Jonathan And BPro hopes to shake butts, change minds

Denver’s underground music scene, as local fans are eager to espouse, is booming. It’s Top 40 draw? Nobody really seems to talk about that much, and that’s what Jonathan And BPro are hoping to change. The duo—Jonathan Nelson and Billy Prohaska—drops its self-titled debut this Saturday at the Larimer Lounge, picking up where 3OH!3 left off with electro-tinged attitudes and Top 40 vibes. And though the Nelson and Prohaska may make tunes for a radio-friendly audience, they have a lot more on their minds than merely rocking the party that rocks the volume, as they explained to The A.V. Club.

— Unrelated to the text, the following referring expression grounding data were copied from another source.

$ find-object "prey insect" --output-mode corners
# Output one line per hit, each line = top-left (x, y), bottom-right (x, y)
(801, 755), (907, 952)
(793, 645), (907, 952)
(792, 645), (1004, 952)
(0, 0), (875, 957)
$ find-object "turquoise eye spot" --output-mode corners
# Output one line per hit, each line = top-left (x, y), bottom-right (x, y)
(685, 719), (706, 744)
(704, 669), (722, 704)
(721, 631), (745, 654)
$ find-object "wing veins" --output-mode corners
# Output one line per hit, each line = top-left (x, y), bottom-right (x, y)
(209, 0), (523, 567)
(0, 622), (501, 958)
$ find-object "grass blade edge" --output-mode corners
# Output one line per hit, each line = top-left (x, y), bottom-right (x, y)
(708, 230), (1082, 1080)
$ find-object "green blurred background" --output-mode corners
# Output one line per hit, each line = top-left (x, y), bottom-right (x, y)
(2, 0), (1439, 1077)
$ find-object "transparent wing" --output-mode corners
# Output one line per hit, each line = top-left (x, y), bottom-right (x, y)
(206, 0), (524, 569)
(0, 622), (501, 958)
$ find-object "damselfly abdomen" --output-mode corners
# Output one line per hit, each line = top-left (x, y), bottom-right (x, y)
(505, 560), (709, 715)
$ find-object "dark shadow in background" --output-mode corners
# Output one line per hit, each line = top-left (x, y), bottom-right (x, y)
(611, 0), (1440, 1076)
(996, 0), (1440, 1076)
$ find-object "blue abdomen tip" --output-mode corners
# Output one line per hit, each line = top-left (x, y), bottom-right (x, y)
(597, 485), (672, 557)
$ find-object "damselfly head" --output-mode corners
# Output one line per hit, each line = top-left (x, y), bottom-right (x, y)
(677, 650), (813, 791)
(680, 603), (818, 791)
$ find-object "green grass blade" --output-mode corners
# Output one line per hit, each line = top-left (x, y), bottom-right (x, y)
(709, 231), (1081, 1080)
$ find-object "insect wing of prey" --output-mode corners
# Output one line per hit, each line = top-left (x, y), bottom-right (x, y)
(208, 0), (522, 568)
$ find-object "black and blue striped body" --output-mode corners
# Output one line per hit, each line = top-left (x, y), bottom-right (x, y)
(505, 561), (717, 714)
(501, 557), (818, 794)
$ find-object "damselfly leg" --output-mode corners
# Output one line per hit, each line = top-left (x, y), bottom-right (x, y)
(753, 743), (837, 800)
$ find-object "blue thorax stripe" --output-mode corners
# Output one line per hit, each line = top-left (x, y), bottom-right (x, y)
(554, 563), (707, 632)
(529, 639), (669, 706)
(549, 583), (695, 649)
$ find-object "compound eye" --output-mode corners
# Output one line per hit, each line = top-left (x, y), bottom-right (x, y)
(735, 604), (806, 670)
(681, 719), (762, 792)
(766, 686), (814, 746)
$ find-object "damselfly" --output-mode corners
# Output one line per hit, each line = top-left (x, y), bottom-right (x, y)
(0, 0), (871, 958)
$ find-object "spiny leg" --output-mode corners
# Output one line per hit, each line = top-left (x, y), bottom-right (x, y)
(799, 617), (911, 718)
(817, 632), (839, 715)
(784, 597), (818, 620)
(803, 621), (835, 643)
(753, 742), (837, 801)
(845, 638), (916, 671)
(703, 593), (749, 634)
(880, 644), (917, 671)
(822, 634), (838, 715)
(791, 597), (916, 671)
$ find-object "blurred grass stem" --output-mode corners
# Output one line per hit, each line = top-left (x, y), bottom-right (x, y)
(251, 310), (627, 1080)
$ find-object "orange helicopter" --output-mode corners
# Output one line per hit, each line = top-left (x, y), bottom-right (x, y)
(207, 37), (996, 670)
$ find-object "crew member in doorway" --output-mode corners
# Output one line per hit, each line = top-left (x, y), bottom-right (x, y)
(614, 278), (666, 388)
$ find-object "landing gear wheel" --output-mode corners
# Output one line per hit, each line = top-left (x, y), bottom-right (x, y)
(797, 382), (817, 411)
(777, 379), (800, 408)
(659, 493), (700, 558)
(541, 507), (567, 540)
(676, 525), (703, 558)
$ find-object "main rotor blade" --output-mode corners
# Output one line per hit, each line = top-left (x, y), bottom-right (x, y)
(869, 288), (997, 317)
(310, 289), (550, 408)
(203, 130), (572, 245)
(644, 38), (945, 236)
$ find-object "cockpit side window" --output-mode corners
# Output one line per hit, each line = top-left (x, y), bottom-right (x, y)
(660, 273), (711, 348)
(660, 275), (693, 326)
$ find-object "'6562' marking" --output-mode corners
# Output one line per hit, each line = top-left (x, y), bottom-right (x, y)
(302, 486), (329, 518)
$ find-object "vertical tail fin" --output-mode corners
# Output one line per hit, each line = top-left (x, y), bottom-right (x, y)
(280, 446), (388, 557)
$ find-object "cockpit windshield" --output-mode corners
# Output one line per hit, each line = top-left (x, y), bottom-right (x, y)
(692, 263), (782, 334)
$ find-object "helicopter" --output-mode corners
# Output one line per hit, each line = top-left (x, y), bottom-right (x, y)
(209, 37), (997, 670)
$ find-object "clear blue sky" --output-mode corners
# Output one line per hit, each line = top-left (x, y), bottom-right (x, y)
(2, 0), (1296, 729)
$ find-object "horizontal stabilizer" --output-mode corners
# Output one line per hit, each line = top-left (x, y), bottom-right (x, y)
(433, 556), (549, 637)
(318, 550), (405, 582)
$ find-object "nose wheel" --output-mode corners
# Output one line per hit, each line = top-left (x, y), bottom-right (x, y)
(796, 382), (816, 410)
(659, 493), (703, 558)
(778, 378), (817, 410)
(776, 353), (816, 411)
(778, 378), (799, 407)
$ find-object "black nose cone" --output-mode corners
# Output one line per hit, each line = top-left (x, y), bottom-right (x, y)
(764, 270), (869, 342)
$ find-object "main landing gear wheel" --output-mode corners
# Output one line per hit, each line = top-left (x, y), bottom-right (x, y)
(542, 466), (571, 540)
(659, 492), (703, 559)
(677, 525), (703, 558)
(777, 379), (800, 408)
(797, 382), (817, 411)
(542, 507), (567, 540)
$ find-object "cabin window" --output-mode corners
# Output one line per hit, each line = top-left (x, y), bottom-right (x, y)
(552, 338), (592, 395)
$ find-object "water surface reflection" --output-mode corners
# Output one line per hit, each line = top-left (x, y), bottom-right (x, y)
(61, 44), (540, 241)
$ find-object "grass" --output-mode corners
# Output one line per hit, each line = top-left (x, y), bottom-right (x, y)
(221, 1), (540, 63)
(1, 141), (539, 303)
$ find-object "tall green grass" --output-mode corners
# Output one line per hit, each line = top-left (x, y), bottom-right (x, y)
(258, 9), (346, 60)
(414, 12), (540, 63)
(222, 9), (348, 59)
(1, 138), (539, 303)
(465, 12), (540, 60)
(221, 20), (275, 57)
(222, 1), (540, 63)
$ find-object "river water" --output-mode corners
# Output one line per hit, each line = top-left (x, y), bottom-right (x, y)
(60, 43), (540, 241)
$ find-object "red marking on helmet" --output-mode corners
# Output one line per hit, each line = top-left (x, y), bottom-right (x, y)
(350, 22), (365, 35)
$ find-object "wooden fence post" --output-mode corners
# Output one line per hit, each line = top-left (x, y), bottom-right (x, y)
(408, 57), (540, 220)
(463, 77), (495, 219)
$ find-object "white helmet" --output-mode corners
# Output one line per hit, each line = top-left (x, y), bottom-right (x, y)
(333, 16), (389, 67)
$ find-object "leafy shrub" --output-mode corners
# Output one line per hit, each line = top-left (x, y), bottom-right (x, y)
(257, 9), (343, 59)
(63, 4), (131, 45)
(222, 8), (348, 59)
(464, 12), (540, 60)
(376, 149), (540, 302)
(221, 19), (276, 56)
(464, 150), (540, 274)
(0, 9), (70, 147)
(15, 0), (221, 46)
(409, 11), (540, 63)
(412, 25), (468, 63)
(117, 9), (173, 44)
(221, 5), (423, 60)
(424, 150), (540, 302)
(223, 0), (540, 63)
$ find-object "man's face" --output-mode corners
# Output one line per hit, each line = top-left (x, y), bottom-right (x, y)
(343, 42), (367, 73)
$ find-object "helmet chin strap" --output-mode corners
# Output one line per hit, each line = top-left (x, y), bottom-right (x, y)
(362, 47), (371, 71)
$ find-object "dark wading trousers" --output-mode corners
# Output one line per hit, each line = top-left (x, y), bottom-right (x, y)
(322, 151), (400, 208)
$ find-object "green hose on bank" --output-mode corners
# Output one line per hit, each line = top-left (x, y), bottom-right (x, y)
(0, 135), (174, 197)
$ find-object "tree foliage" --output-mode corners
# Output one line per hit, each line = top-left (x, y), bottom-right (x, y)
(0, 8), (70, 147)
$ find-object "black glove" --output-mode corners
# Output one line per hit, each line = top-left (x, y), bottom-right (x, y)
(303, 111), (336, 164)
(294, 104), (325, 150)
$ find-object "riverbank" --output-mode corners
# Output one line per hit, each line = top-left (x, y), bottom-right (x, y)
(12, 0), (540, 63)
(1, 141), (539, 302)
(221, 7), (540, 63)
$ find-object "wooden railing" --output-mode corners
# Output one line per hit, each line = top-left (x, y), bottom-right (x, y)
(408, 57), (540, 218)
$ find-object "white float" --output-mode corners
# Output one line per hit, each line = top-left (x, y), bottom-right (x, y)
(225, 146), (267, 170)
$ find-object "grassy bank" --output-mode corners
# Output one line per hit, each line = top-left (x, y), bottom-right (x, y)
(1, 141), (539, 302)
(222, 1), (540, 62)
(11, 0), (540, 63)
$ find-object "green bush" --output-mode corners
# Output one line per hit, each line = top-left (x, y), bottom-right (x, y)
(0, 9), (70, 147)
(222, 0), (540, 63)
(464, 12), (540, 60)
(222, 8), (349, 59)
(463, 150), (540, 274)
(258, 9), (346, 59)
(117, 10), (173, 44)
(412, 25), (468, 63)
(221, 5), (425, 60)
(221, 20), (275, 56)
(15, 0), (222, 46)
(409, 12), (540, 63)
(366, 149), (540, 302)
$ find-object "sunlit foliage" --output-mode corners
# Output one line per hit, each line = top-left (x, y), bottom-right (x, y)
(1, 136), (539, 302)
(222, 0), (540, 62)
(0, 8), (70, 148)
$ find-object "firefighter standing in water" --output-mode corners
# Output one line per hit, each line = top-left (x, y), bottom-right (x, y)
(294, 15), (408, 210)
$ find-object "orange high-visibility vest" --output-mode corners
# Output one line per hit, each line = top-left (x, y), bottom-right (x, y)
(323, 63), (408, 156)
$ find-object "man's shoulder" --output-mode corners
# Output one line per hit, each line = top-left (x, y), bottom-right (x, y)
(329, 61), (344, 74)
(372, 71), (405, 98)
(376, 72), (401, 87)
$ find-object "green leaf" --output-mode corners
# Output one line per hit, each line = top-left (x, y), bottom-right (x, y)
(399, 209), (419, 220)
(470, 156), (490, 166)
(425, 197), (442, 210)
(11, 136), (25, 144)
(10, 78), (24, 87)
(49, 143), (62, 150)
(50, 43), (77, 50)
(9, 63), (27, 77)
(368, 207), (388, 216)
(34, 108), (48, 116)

The A.V. Club: Because you’re a pop duo playing in the underground, do you feel you have to hustle more to be seen as a valid rock band?

Jonathan Nelson: A lot of bands that we’ll play with or bands that have heard of us and haven’t seen us are very cautious. They’re very suspicious. It’s not a negative thing. It’s a general confusion about what we are doing and how we are presenting it, what the show’s atmosphere is like and what we’re expecting of people when they come to it.

Billy Prohaska: It’s probably pop [music] that people don’t think is valid, especially how our record turned out.

JN: I don’t think it’s fair to say that someone’s art or music is less relevant just because of the tempo and the packaging. That has a lot to do with it, more so than the genre. I think the tempo is where people bow out and are like, “Oh, it doesn’t have anything to it.” There’s still a point. If you listen to some of these songs, it’s more than a catchy hook and a dance beat. I try really hard to write lyrics that can be interpreted in more ways than one.

AVC: One of the misconceptions about Top 40 music is that it’s usually pieced together by a cabal of label people and producers rather than created on an individual level. How do you work to overcome that?

JN: This is very much us. This is us doing it. It’s all art directed by us. It’s [conceived] by us. It’s written by us. It’s not part of a great machine where we are contracted by a label to do this sort of performance here in Denver. We [asked], “Can we do this here?” [Then] we should be able to do it anywhere. It’s as if to say, “We can do it too, and still be DIY.”

AVC: The DIY aesthetic isn’t usually associated with pop music. How much are you drawing on punk’s ideas of self-reliance and self-determination?

JN: I grew up listening to punk. That’s pretty much where my young-adult identity of music and music culture comes from, doing what you want and making your statements and having something to say. That sort of “fuck the establishment” mentality that comes along with punk rock and early hip-hop has a lot to do with how we view what’s going on. I listen to a lot of records by rap artists and punk artists from the early ’80s, and it could have been written today. It’s the same struggle. That’s why I identify with it.

BP: We’re still cleverly wrapping it in a pop package, but it does have meaning and it does have depth. I think a lot of pop music has meaning and depth. A lot of listeners choose to take it at surface value and a lot of listeners choose to look for that. That’s kind of the duality of pop music.

JN: Nobody’s going to think that it’s got depth if somebody doesn’t give it depth. If someone doesn’t actually stand up and say, “I’m going to change the way you think about this,” then of course people’s mentalities don’t change.